Fireworks, Food and Swim Safety

LITTLE ROCK — With the Fourth of July approaching, now is a good time to learn about firework, food, and swim safety.

Fireworks-related injuries are most common on the Fourth of July. Improper use of fireworks can lead to death and injury, including burns, cuts, and foreign objects in the eye. To prevent injury, keep these safety tips in mind:
Read all labels and instructions before igniting.
A responsible adult should supervise all firework activities.
Use fireworks outdoors in a clear area, away from buildings and vehicles.
Dispose of spent fireworks by wetting them down and placing them in a metal trash can away from any building or flammable materials.
Never give fireworks to children.
Never shoot fireworks of any kind near pets.
Obey all local laws regarding the use of fireworks.

Due to a variety of factors, including warmer temperatures, foodborne illness increases in summer.
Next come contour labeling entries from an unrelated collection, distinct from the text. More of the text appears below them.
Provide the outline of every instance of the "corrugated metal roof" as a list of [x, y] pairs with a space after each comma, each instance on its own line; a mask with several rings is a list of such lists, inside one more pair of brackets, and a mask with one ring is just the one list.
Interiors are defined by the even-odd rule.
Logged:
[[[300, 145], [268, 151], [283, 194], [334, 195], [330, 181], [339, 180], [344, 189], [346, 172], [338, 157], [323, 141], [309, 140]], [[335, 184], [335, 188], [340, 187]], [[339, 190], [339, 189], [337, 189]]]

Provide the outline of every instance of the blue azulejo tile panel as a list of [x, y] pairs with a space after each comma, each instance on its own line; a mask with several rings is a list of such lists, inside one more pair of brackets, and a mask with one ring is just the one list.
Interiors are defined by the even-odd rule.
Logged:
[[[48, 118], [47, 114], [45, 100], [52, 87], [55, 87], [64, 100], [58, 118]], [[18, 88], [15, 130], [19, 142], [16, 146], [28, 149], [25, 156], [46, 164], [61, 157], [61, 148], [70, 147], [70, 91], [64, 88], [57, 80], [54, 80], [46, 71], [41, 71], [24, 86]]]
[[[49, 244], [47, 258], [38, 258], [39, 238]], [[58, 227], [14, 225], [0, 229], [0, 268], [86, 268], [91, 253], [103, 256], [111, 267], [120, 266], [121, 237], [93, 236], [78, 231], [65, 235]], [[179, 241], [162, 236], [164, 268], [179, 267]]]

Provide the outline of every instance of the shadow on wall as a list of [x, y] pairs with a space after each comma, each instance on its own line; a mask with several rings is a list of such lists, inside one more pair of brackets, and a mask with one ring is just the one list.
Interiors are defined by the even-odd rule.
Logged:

When handling food during the holiday, stay healthy and safe by using these tips:
Use an insulated cooler filled with ice or frozen gel packs when bringing food to a picnic or cookout.
A full cooler will maintain its cold temperature longer than a partially filled one.
Avoid opening a cooler repeatedly so that your food stays colder longer.
In hot weather (above 90 °F), food should never sit out for more than one hour.
Serve cold food in small portions, and keep the rest in the cooler.
After cooking meat and poultry on the grill, keep it hot until served – at 140 °F or warmer.
Keep hot food hot by setting it to the side of the grill rack, not directly over the coals where they could overcook.

Lastly, every day in the United States, about ten people die from unintentional drowning. Two of these ten are children aged 14 or younger. Keep these tips in mind, so you and your loved ones can swim safely:
Take part in formal swimming lessons to reduce the risk of drowning among children aged 1 to 4 years old.
Designate a responsible adult to watch young children while swimming or playing in or around water.
Because drowning occurs quickly and quietly, adults should not be involved in any other distracting activity (such as reading, playing cards, talking on the phone, or mowing the lawn) while supervising children, even if lifeguards are present.
Don’t use air-filled or foam toys, such as "water wings", "noodles", or inner-tubes instead of life jackets. These toys are not life jackets and are not designed to keep swimmers safe.
Avoid drinking alcohol before or during swimming, boating, or water skiing.